Annemin gözleri yaşlı. Elinde mendili ile gözlerini siliyor. Niye ağlıyor ki?

“Memleketime gitmeyeli on sene oldu. Kardeşlerimi görmeyeli koca on sene.” Anne benimle konuşuyor. On sene çok mu acaba?

Rahmetli anneciğim Tokat’a gelin gelmişti. 1950’li yılların zorlukları ile Denizli’ye gidememişti. Babamla evlendikten sonra bu ikinci memleket ziyareti idi. İlki de yaklaşık on yıl önce ablasının ani vefatı yüzündendi. Şimdi mi? Şimdi keyfe keder ziyarete gidiyorduk. Ana oğul.

Çocukluğum, annemin Denizli’de geçen çocukluk ve gençlik hikâyelerini dinlemekle geçti. Acıpayam, Babadağ, Yatağan civarını, köylerini hiç görmeden ezberledim. Hayal dünyamda oraları şekillendirdim. Oralarda annemin çocukluğuna arkadaş oldu. Kıtlık günlerinin açlığında çocuk anneme ekmek bulup götürdüm. Öksüz ve yetim olduğu için evlâdlık verilen anneme kötü davrananları tenhada sıkıştırıp erik dalından yaptığım sopa ile dövdüm. Hayali ben ile annemin çocukluğunda onu kurtarmak, onu savunmak üzerine kendime masallar uydurdum.

Otobüs hareket etti. Gökyüzüne bakmaktan boynum ağrıdı.

“Anne.”

“Ne var oğlum?”

“Ay!”

“Ne oldu Ay’a?”

“Bana küstü.”

“Niye ne yaptın ki?”

“…”

“Küsmez oğlum. Bulutların arkasına saklanmış dinleniyordur.”

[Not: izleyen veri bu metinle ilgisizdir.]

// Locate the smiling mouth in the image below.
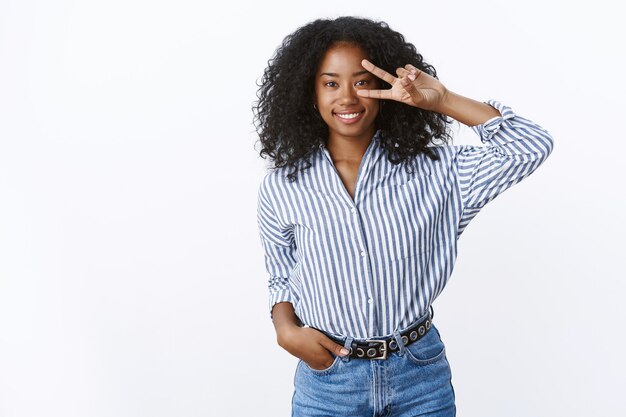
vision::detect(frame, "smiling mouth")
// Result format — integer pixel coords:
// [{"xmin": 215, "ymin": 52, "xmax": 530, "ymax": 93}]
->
[{"xmin": 333, "ymin": 111, "xmax": 365, "ymax": 124}]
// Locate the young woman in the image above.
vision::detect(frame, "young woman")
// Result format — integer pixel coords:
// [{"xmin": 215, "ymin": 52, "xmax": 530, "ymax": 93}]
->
[{"xmin": 253, "ymin": 17, "xmax": 553, "ymax": 417}]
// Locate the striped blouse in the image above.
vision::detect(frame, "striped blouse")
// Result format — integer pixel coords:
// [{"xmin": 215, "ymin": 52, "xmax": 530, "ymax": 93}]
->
[{"xmin": 257, "ymin": 100, "xmax": 553, "ymax": 339}]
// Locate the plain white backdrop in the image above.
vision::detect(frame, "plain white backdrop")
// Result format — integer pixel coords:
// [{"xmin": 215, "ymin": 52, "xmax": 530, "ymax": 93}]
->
[{"xmin": 0, "ymin": 0, "xmax": 626, "ymax": 417}]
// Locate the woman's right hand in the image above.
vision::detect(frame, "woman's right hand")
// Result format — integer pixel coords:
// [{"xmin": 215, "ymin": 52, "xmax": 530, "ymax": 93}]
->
[{"xmin": 277, "ymin": 326, "xmax": 349, "ymax": 370}]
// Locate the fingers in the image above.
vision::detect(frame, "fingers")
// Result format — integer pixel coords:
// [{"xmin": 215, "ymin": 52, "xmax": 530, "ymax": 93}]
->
[
  {"xmin": 396, "ymin": 67, "xmax": 411, "ymax": 78},
  {"xmin": 400, "ymin": 72, "xmax": 422, "ymax": 103},
  {"xmin": 404, "ymin": 64, "xmax": 424, "ymax": 81},
  {"xmin": 361, "ymin": 59, "xmax": 396, "ymax": 85}
]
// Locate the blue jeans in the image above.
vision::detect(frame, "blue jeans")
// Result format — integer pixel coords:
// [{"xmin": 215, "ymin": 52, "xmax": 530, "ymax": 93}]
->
[{"xmin": 291, "ymin": 316, "xmax": 456, "ymax": 417}]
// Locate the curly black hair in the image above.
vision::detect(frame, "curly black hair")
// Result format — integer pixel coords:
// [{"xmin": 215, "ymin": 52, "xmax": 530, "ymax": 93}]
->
[{"xmin": 252, "ymin": 16, "xmax": 452, "ymax": 181}]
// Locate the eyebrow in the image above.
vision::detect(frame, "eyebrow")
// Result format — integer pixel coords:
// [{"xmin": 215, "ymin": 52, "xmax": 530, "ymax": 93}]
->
[{"xmin": 320, "ymin": 70, "xmax": 369, "ymax": 77}]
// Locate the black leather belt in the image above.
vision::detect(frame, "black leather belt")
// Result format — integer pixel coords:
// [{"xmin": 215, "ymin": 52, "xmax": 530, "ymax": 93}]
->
[{"xmin": 323, "ymin": 306, "xmax": 434, "ymax": 359}]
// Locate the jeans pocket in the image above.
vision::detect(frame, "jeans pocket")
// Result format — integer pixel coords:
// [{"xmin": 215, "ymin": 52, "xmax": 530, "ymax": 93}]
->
[
  {"xmin": 300, "ymin": 353, "xmax": 341, "ymax": 375},
  {"xmin": 404, "ymin": 324, "xmax": 446, "ymax": 365}
]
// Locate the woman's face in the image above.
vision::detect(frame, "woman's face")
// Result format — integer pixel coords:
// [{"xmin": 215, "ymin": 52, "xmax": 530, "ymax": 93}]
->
[{"xmin": 315, "ymin": 43, "xmax": 379, "ymax": 140}]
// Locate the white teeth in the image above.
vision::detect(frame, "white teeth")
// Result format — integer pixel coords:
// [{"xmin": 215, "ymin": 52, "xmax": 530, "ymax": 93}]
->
[{"xmin": 335, "ymin": 113, "xmax": 361, "ymax": 119}]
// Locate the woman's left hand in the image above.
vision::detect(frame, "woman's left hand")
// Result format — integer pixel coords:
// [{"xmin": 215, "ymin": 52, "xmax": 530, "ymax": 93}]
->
[{"xmin": 357, "ymin": 59, "xmax": 448, "ymax": 111}]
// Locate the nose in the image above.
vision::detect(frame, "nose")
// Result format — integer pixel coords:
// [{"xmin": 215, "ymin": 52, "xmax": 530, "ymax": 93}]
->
[{"xmin": 339, "ymin": 84, "xmax": 359, "ymax": 105}]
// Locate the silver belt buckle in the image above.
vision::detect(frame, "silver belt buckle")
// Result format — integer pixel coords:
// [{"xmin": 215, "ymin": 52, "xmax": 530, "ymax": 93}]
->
[{"xmin": 365, "ymin": 339, "xmax": 389, "ymax": 359}]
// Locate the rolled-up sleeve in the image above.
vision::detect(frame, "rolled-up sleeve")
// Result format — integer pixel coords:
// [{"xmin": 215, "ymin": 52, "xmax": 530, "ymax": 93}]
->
[
  {"xmin": 257, "ymin": 176, "xmax": 297, "ymax": 319},
  {"xmin": 456, "ymin": 100, "xmax": 554, "ymax": 235}
]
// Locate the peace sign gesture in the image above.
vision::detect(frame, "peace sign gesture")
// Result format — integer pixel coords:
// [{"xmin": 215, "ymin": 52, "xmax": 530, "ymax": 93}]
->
[{"xmin": 357, "ymin": 59, "xmax": 448, "ymax": 111}]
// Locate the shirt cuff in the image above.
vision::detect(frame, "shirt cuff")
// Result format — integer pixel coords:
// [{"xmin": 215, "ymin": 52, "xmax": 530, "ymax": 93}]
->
[
  {"xmin": 472, "ymin": 100, "xmax": 516, "ymax": 143},
  {"xmin": 269, "ymin": 289, "xmax": 293, "ymax": 319}
]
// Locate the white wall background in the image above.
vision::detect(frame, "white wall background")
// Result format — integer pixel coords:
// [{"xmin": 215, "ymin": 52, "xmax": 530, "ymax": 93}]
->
[{"xmin": 0, "ymin": 0, "xmax": 626, "ymax": 417}]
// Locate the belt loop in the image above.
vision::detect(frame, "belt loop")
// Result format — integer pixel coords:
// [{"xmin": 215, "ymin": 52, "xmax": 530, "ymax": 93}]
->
[
  {"xmin": 393, "ymin": 329, "xmax": 406, "ymax": 356},
  {"xmin": 341, "ymin": 336, "xmax": 354, "ymax": 362}
]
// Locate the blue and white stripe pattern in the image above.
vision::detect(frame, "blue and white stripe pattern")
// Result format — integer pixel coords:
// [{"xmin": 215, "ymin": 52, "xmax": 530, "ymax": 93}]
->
[{"xmin": 258, "ymin": 100, "xmax": 553, "ymax": 339}]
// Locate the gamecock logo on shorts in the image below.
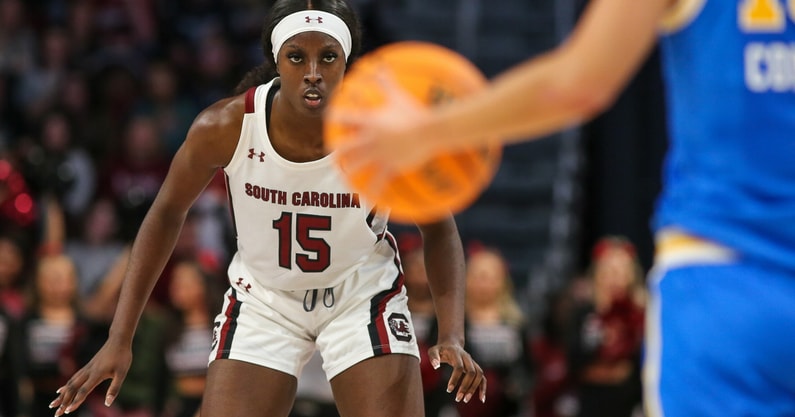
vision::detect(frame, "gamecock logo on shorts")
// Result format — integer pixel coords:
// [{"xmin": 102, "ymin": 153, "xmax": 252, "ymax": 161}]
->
[{"xmin": 387, "ymin": 313, "xmax": 411, "ymax": 342}]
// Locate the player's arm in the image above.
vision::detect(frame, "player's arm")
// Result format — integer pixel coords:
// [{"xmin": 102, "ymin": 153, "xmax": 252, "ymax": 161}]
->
[
  {"xmin": 419, "ymin": 217, "xmax": 486, "ymax": 402},
  {"xmin": 327, "ymin": 0, "xmax": 673, "ymax": 174},
  {"xmin": 417, "ymin": 0, "xmax": 671, "ymax": 148},
  {"xmin": 51, "ymin": 97, "xmax": 244, "ymax": 417}
]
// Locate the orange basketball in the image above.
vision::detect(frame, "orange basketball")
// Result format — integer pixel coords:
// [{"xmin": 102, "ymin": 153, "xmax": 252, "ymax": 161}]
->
[{"xmin": 325, "ymin": 41, "xmax": 502, "ymax": 224}]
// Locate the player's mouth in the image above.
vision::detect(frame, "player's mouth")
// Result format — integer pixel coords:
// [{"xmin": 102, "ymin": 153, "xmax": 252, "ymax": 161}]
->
[{"xmin": 304, "ymin": 90, "xmax": 323, "ymax": 108}]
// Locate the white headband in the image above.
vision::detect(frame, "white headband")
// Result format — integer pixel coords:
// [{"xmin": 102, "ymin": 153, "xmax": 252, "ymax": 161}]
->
[{"xmin": 271, "ymin": 10, "xmax": 352, "ymax": 62}]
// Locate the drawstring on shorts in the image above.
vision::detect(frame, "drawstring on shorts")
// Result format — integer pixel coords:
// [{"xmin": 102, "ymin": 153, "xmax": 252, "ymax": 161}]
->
[{"xmin": 304, "ymin": 288, "xmax": 335, "ymax": 312}]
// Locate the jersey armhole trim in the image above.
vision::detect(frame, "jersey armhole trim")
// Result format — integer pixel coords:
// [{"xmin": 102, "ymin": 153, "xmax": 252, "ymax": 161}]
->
[{"xmin": 660, "ymin": 0, "xmax": 707, "ymax": 34}]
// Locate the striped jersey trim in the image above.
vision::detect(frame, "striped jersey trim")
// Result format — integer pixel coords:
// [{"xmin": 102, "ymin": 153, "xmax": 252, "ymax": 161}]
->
[
  {"xmin": 367, "ymin": 233, "xmax": 404, "ymax": 356},
  {"xmin": 660, "ymin": 0, "xmax": 707, "ymax": 33},
  {"xmin": 654, "ymin": 229, "xmax": 737, "ymax": 269}
]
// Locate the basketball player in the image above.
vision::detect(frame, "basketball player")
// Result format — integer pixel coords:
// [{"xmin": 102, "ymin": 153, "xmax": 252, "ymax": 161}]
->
[
  {"xmin": 51, "ymin": 0, "xmax": 486, "ymax": 417},
  {"xmin": 331, "ymin": 0, "xmax": 795, "ymax": 417}
]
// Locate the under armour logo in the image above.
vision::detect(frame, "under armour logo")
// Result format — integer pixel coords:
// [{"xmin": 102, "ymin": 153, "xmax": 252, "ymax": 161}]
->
[
  {"xmin": 235, "ymin": 278, "xmax": 251, "ymax": 292},
  {"xmin": 248, "ymin": 148, "xmax": 265, "ymax": 162}
]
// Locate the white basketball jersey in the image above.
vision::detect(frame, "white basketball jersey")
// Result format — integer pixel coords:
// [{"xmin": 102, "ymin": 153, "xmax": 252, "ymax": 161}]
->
[{"xmin": 224, "ymin": 81, "xmax": 399, "ymax": 290}]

Bulutların arkasına mı saklanmış. Acaba bulutlar beni şikâyet mi ediyor?

Uyumuşum. Defalarca uyanıp, defalarca uyandıktan sonra Denizli’ye varmışız.  Otobüsten indiğimizde gündüz vakti idi. Gözlerim bulutlarda. Ay Tokat’ta kalmıştı. Denizli’ye gelmemişti. Artık Ay’ı hiç göremeyecektim. Akrabalar ve onların yaşıtım çocuklarının ilgileri de yüzümü güldürmüyordu.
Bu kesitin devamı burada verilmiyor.